Days after the new Modi government was sworn-in, the benchmark indices climbed to all-time highs with the Sensex soaring past 40,000 and the Nifty piercing the 12,000-mark. Since then, it has been largely downhill. Lower-than-expected GDP growth, weak corporate earnings and a disappointing Union Budget have been some of the key triggers for the weakness in the market. FPI outflows since the swearing-in have totalled nearly Rs 30,000 crore, the Nifty has dropped 7.7 per cent, while the Sensex has dropped 6.4 per cent.
“Objectively and constructively speaking, things could have been better. While the worsening of the global macro-economic environment has been in play, the domestic factors have exacerbated the current economic sentiment with two consecutive GDP prints coming below 6 per cent,” said Shubhada Rao, chief economist with Yes bank.
In August, Sitharaman met representatives from multiple sectors and then made a number of announcements in order to boost demand, like enhancing of liquidity of banks to shore up purchases by consumers, easy GST refunds to micro, small and medium enterprises, easing conditions for a beleaguered automotive sector, a more transparent one-time settlement policy for the overdues of MSME sector, releasing of Rs 60,000 crore worth of pending payments by the centre and state-owned companies and others.

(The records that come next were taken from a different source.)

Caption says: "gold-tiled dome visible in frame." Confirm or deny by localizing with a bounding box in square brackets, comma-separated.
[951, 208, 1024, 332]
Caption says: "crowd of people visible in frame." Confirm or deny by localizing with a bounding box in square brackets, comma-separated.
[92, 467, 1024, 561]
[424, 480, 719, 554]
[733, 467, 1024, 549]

She also rolled back the controversial super-rich surcharge and assured that failing to meet CSR norms will not lead to criminal prosecution.

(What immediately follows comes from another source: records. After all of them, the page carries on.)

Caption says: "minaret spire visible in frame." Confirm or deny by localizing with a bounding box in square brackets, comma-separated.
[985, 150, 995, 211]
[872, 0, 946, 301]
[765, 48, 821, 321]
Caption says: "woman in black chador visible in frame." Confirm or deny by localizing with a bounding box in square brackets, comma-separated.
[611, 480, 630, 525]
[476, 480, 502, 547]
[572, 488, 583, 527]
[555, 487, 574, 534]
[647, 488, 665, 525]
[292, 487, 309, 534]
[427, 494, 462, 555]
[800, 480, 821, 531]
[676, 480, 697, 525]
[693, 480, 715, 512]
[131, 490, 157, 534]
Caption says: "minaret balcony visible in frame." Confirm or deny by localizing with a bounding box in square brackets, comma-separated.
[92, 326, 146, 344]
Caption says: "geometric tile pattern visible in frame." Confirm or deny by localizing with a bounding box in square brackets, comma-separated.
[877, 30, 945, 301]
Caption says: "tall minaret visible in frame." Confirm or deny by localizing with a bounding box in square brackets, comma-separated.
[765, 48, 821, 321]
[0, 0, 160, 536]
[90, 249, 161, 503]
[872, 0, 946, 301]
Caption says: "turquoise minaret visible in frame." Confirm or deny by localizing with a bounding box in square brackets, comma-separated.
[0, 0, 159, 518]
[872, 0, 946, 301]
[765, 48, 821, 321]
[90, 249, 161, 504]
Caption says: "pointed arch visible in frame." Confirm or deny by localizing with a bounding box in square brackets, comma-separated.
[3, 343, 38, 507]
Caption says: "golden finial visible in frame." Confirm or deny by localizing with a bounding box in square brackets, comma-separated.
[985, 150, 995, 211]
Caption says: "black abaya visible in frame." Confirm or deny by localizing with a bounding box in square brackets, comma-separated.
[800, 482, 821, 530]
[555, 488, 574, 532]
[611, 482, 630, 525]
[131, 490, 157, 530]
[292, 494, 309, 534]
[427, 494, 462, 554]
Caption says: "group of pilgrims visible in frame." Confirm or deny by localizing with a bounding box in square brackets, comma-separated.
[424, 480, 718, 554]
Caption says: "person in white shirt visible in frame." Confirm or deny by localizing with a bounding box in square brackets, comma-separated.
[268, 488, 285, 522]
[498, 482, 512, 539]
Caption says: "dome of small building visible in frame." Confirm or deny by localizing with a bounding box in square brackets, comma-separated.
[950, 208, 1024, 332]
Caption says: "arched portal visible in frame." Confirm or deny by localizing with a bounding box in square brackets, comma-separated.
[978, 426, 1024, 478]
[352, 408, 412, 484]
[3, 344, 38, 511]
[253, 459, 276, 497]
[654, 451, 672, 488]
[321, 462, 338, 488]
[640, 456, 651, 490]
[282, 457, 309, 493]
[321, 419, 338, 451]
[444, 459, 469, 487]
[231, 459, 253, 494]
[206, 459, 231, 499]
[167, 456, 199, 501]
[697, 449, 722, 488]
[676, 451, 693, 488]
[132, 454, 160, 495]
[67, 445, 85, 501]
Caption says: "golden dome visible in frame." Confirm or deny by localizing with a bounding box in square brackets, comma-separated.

“The budgetary push that was expected did not materialize, to the extent that a couple of steps had to get reversed subsequently. Overall, the macro-economic environment has been underwhelming, and while it is a positive step that the Finance Minister has begun to take on board the sector specific issues, but it is a long road ahead to bring back the animal spirits and get consumption off the ground to achieve a sustainable 7 per cent growth,” said Yes Bank’s Rao.
“While supply side measures are welcome and have come in to an extent, the economy needs demand side support as well, which we hope that the festive period of the October-December quarter brings in. The banking sector reforms are welcome, however the overall financial sector health will also need to get nurtured to address the NBFC related issues,” Rao said.
The biggest measures were reserved for the banking sector. Sitharaman announced the merger of 12 state-owned banks into four and said that the Rs 70,000 crore recapitalisation programme for this year, in the form of recapitalisation bonds, will be expedited.
Not only the critics, the ruling party’s allies are also speaking up on the economic concerns. The Rashtriya Swayamsevak Sangh will have its three-day coordination meeting with its affiliates, including the Bharatiya Janata Party from Saturday in Pushkar, Rajasthan. It is likely to note the government's successes on the political and diplomatic fronts. However, its affiliates like the Swadeshi Jagaran Manch (SJM) and Laghu Udyog Bharti are expected to express their concerns about the manufacturing sector, especially small scale industries.
The SJM's Ashwani Mahajan on Friday said the "wrong advice" by the Abid Hussain committee had the government de-reserve nearly 1,000 items that were reserved for small scale industries (SSIs), which led to its decline. "It is time to rethink about re-introduction of SSI reservation," he said.
Over the coming weeks, more announcements are expected from Sitharaman, focusing on real estate, exports, further measures on MSME, infrastructure and others. Departments and PSUs have already been told to boost capital spending, and release pending payments.
“While it is true that there are currently unmistakable signs of a slowdown the important point is that we are a part of global synchronised slowdown. Growth has possibly bottomed out and the government steps taken in interregnum will act as an enabler for growth discovery in coming quarters,” said Soumya Kanti Ghosh, chief economic advisor, State Bank of India.